Un capitolo nuovo di cinema al femminile. “Non avrei mai pensato di scrivere in prima persona e di avere il forte bisogno di raccontare con la mia voce - ha affermato la Piccinini - Con questo lavoro ho scoperto la mia voce, mi sono ascoltata e mi sono accorta che non l’avevo mai fatto”. Al tempo stesso un film molto importante per l’autrice, realizzato insieme alle persone che le sono state accanto umanamente e professionalmente durante la malattia della madre.

“Mia mamma si chiama Anna Maria. La nostra storia è solo una delle tante storie di persone che, durante la pandemia, hanno vissuto dentro bolle isolate - precisa Marcella - “È in questi momenti difficili che si misura il potere dell’arte e si resta sorpresi dalle profondità che i rapporti umani sono in grado di toccare. Raccontare una vicenda personale, per raccontare una storia universale. La difficoltà più grossa per me è stata quella di parlare di una vicenda tragica, usando una poesia utile, che arrivasse direttamente al cuore, il filo che unisce la mamma con la figlia, vicine ma lontane, mute ma guerriere. Un insegnamento tramandatomi da Nazim Hikmet e da mio nonno poeta. Un racconto di rabbia e poesia” conclude Marcella.

Marcella Piccinini è nata a Montichiari in provincia di Brescia nel 1974, vive da diversi anni a Bologna. Diplomata all’Istituto d’arte e all’Accademia delle Belle Arti, ha frequentato la scuola di fotografia di Vevey e si è laureata al Dams di Bologna. Ha seguito poi un master all’Accademia del cinema e della televisione di Praga FAMU Inernational e un corso di regia con Marco Bellocchio.

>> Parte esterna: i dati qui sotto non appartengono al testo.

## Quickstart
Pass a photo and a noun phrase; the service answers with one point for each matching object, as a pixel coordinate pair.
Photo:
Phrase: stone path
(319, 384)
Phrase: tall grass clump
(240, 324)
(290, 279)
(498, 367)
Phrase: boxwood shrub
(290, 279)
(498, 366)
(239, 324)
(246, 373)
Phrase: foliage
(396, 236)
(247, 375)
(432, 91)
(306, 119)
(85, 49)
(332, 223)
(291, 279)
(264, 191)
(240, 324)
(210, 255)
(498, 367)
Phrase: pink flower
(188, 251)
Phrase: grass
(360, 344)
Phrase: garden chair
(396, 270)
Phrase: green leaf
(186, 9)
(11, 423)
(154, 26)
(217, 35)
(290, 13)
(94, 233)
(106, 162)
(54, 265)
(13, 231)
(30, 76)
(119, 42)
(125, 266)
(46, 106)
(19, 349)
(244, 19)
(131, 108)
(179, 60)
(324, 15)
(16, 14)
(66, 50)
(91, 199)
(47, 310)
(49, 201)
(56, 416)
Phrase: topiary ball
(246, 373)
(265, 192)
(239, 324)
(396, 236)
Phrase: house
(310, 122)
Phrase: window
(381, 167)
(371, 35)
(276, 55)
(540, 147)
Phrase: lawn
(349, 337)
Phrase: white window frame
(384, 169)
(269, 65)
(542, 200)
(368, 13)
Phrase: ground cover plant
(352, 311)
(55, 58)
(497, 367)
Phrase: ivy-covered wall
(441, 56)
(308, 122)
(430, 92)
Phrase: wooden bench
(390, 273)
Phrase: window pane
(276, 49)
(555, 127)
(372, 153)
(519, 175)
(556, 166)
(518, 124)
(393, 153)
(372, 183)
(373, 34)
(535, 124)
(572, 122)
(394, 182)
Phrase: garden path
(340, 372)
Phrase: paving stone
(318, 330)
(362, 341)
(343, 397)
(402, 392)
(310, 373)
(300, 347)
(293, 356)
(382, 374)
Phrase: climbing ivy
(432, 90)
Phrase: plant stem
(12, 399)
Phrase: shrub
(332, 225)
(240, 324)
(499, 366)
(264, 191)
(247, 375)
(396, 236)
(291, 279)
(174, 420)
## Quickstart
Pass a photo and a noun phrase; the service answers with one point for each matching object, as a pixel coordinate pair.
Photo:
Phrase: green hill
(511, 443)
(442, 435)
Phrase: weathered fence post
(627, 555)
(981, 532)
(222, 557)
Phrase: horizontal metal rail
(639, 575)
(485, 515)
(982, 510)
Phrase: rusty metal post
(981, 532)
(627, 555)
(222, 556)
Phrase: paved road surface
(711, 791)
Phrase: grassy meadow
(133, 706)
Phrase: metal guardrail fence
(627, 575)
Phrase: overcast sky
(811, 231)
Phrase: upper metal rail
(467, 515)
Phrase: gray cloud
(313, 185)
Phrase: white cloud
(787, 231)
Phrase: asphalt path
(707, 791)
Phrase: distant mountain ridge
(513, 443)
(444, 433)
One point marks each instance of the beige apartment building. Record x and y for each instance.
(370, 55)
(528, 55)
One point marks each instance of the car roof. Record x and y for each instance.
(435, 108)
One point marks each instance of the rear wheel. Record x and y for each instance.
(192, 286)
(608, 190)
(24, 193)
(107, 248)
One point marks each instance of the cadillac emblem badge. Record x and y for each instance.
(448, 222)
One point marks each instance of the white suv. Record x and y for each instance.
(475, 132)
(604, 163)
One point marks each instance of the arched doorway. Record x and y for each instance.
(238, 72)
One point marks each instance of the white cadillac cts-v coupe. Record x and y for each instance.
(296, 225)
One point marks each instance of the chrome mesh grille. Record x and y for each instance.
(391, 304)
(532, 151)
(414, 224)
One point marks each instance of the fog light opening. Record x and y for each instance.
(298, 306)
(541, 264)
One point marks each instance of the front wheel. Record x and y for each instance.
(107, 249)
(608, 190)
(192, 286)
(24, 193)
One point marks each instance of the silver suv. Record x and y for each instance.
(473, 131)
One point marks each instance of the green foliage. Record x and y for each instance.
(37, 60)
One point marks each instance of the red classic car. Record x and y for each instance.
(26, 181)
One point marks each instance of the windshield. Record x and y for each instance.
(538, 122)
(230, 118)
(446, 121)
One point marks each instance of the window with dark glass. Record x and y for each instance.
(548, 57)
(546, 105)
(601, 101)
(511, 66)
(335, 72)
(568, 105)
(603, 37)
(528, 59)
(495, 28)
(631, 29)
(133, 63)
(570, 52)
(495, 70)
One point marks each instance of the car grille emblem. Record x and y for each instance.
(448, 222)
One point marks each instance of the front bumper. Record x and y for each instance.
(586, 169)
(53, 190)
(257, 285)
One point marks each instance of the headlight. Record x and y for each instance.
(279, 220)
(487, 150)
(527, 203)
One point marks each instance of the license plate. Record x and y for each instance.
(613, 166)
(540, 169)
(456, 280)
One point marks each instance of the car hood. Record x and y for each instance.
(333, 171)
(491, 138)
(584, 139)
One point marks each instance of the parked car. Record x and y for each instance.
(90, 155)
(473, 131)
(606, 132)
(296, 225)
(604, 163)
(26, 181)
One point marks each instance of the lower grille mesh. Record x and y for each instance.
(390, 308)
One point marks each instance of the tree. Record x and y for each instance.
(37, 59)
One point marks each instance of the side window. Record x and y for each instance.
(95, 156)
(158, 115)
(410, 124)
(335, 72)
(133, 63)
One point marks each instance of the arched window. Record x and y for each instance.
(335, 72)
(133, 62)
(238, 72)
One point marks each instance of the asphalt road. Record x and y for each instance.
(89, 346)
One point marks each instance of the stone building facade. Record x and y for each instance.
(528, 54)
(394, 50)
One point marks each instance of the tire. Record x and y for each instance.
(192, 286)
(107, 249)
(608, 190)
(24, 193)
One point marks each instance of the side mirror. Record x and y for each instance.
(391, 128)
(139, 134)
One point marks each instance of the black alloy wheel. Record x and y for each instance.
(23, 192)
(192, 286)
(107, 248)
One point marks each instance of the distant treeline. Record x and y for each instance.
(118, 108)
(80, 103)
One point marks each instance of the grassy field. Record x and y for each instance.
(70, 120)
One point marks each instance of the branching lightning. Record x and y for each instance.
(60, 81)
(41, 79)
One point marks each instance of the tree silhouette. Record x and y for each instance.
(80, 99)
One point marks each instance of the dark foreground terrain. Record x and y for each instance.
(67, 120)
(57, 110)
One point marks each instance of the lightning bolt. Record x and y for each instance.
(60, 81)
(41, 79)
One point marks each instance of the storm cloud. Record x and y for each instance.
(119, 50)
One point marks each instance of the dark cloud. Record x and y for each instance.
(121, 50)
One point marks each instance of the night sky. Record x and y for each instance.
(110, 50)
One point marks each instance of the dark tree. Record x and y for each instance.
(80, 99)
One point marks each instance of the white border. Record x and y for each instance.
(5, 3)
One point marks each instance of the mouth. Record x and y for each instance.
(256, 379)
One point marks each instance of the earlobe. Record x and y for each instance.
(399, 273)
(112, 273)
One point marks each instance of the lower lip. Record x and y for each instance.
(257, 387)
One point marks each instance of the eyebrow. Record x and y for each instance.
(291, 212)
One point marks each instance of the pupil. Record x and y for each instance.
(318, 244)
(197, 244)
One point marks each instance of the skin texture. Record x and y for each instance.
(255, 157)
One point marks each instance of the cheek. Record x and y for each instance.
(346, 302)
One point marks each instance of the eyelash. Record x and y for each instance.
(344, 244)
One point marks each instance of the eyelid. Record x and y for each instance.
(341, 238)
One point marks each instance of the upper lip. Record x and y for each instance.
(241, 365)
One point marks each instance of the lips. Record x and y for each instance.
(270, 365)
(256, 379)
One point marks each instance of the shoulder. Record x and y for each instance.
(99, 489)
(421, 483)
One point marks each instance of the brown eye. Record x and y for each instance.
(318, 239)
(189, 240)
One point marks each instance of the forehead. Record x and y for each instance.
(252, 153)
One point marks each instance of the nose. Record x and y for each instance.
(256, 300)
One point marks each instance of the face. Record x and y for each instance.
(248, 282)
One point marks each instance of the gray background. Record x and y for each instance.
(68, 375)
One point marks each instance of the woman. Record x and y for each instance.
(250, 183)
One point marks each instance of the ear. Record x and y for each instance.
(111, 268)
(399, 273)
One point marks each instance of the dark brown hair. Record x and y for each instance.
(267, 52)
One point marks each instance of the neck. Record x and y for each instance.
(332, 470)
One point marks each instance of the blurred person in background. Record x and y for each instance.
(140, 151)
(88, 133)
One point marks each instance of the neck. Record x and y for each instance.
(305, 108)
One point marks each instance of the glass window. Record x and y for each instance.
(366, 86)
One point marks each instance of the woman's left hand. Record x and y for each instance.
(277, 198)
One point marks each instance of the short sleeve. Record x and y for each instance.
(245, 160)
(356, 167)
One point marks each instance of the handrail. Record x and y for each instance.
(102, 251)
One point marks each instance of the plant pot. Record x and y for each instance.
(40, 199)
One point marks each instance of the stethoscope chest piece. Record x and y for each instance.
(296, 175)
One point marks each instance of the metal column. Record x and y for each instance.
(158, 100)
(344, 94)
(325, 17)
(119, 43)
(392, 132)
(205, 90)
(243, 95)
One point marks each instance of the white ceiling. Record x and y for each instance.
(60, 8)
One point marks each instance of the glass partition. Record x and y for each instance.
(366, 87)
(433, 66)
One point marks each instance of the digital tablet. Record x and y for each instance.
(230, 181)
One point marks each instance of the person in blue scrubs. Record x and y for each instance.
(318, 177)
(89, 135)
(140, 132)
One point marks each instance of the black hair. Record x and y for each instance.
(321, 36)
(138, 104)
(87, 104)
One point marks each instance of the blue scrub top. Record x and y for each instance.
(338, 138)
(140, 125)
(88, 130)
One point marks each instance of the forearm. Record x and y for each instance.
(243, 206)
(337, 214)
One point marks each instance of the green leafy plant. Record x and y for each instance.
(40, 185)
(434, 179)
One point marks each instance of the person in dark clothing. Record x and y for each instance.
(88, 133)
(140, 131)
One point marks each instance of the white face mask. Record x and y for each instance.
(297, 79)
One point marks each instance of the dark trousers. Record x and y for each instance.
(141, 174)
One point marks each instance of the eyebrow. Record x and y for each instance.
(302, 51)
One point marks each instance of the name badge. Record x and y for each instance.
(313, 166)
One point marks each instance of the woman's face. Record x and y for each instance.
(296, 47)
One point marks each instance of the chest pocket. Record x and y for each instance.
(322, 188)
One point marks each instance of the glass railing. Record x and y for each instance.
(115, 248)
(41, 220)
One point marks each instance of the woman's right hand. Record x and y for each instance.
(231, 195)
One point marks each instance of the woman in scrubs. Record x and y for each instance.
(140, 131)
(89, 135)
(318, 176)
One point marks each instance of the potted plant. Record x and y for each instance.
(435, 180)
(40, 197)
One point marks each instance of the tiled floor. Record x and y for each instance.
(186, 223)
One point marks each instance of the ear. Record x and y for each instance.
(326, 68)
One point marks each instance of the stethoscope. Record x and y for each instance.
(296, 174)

Tra i suoi film, ‘La luna di Kiev’ del 2007, che racconta la vita delle badanti ucraine in Italia ed è stato girato durante un viaggio in pullman da Bologna a Kiev e ritorno, nel periodo delle feste di fine anno. Ha realizzato numerosi cortometraggi tra cui ‘Il mondo capovolto’ che tratta il tema della dislessia. Ha collaborato come costumista e scenografa al film ‘Sorelle Mai’ di Marco Bellocchio. Ha realizzato il suo primo lungometraggio ‘La mia casa, i miei coinquilini, il lungo viaggio di Joyce Lussu’ nel 2016, premiato in importanti festival cinematografici internazionali, programmato dalla RAI e nel 2019 proiettato nella Sala Capitolare del Senato della Repubblica e alla Camera dei deputati in un omaggio alla memoria di Joyce Lussu.

“Il canto delle cicale” è stato realizzato con le musiche di Marco Biscarini, edite da Ala Bianca Publishing. Diego Schiavo ha curato il suono, trasformandolo spesse volte in poesia. Il film vede anche la collaborazione di Home Movie per la parte dei materiali d’archivio e un contributo di Filando la rete per la post-produzione.